Researchers find new Pegasus spyware hack targeting iMessage on Saudi activist’s iPhone
Hackers are targeting messaging apps to get spyware onto phones, cyber security researchers have warned. And you don’t even have to answer the call.
The hacking of a Saudi activist’s iPhone has hammered home the point that messaging applications are becoming the easiest way to steal information.
It means something as simple as an iMessage or WhatsApp call – even if the person doesn’t answer – is all it takes to infiltrate a device.
Apple has issued an update that will close the loophole in iMessage, but there is still concern over the ease of hacking through messaging software.
This latest piece of cyber security research was published by Citizen Lab, a Canadian cyberspace and security think tank, after the phone belonging to the activist – who asked not to be named – was hacked through the use of the Pegasus surveillance tool.
Pegasus – created by NSO Group, a global cyber security organisation based in Israel – is the world’s most powerful spyware tool.
Earlier versions of Pegasus used spear-phishing – targeted emails used to deploy malicious software. But it is now capable of so-called “zero-click” attacks, where the user doesn’t need to click on anything for the hack to take place.

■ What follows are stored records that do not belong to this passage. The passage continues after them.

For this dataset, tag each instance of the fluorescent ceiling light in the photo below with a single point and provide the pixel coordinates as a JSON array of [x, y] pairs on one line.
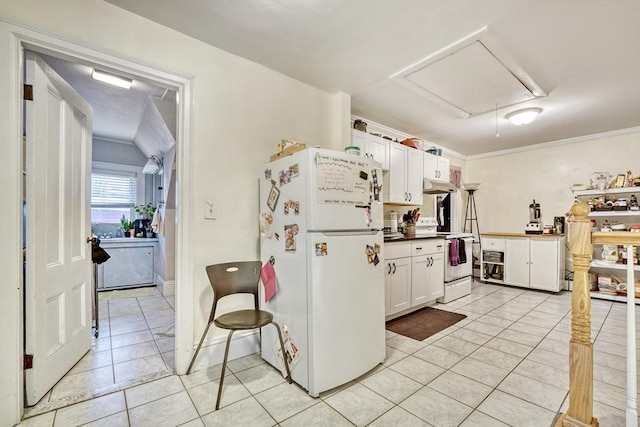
[[111, 79], [523, 117]]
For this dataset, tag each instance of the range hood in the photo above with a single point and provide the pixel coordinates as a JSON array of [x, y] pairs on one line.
[[437, 187]]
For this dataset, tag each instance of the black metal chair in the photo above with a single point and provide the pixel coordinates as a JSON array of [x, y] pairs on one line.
[[237, 278]]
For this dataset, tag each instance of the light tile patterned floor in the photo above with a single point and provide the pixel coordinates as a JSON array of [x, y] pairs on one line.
[[506, 364]]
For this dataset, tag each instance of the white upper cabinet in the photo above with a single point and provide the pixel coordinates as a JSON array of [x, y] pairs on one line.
[[436, 168], [403, 182], [372, 147]]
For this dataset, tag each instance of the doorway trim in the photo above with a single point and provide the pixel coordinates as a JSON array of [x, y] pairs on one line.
[[19, 38]]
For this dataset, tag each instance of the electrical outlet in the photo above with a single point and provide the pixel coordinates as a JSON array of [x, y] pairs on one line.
[[210, 210]]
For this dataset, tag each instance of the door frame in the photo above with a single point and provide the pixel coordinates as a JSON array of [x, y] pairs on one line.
[[19, 38]]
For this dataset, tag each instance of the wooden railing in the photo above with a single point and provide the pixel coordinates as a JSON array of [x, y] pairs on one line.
[[581, 240]]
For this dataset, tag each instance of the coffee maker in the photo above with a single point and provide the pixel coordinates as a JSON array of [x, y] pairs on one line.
[[534, 226]]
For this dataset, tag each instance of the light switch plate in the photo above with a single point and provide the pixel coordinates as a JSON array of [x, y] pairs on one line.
[[210, 210]]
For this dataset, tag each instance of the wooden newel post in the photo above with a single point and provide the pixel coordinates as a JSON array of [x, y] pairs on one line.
[[580, 412]]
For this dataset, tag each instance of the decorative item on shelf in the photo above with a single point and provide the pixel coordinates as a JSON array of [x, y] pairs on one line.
[[413, 142], [360, 125], [287, 148], [128, 226], [352, 149], [601, 180]]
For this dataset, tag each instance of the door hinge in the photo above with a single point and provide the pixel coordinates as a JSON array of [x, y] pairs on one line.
[[27, 92], [28, 361]]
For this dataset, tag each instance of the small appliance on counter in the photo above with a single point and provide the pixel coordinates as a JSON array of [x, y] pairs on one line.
[[535, 223]]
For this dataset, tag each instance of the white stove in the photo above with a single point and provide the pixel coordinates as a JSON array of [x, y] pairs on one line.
[[426, 227], [453, 235]]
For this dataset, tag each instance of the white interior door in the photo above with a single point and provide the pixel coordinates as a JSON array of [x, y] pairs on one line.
[[58, 257]]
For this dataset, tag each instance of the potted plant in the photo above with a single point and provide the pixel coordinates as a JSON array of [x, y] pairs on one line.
[[127, 225]]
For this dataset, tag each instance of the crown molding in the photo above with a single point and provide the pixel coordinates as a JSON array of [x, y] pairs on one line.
[[574, 140], [371, 125]]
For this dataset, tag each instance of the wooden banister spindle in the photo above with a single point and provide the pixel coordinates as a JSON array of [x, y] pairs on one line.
[[580, 412]]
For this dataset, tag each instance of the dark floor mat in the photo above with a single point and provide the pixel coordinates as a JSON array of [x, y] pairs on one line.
[[423, 323]]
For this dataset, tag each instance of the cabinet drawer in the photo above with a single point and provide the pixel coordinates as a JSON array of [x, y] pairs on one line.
[[429, 246], [397, 250], [493, 244]]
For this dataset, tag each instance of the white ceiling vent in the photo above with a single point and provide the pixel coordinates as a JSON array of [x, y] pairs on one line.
[[472, 76]]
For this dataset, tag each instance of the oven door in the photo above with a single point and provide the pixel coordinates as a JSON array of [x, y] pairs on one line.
[[452, 273]]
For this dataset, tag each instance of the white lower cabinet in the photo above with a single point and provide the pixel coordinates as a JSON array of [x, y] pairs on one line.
[[414, 274], [131, 263], [398, 277], [427, 271], [535, 262]]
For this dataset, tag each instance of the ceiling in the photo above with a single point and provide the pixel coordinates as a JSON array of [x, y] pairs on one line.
[[583, 58], [117, 112]]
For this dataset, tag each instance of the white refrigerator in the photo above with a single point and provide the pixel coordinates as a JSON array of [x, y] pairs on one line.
[[321, 230]]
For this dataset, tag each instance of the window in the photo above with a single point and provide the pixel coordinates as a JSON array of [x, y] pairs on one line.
[[115, 190]]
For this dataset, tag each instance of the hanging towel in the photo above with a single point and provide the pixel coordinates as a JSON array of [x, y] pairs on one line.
[[453, 252], [462, 252], [156, 224]]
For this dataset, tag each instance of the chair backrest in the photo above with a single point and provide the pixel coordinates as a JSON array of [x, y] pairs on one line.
[[241, 277]]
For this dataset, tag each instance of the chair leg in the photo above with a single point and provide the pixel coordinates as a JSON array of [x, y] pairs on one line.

Once that has happened, spyware can then turn the phone into a spy device, recording from its cameras and microphones and sending location data, messages, call logs and emails back to NSO’s client.
It shows just how easy it is now for hackers to get into a person’s phone.
A simple call on a messaging app can infect devices with malicious code – even if the target doesn’t answer the call.
Citizen Lab researcher John Scott-Railton told The Washington Post the hack on the Saudi activist’s phone showed that messaging applications were the weak link.
“Chat programs are quickly becoming a soft underbelly of device security,” he told the publication.
The researchers said the hacking technique, which they called Forcedentry, has been in use since at least February and can infect iPhones, MacBooks and Apple Watches.
More Coverage
Pegasus has previously been the focus of investigations by cyber experts and journalists.
The program had been found to be used to target political dissidents, business leaders, journalists and human rights activists.
The latest finding is expected to heap pressure on the Israeli government who have previously said they will investigate NSO Group.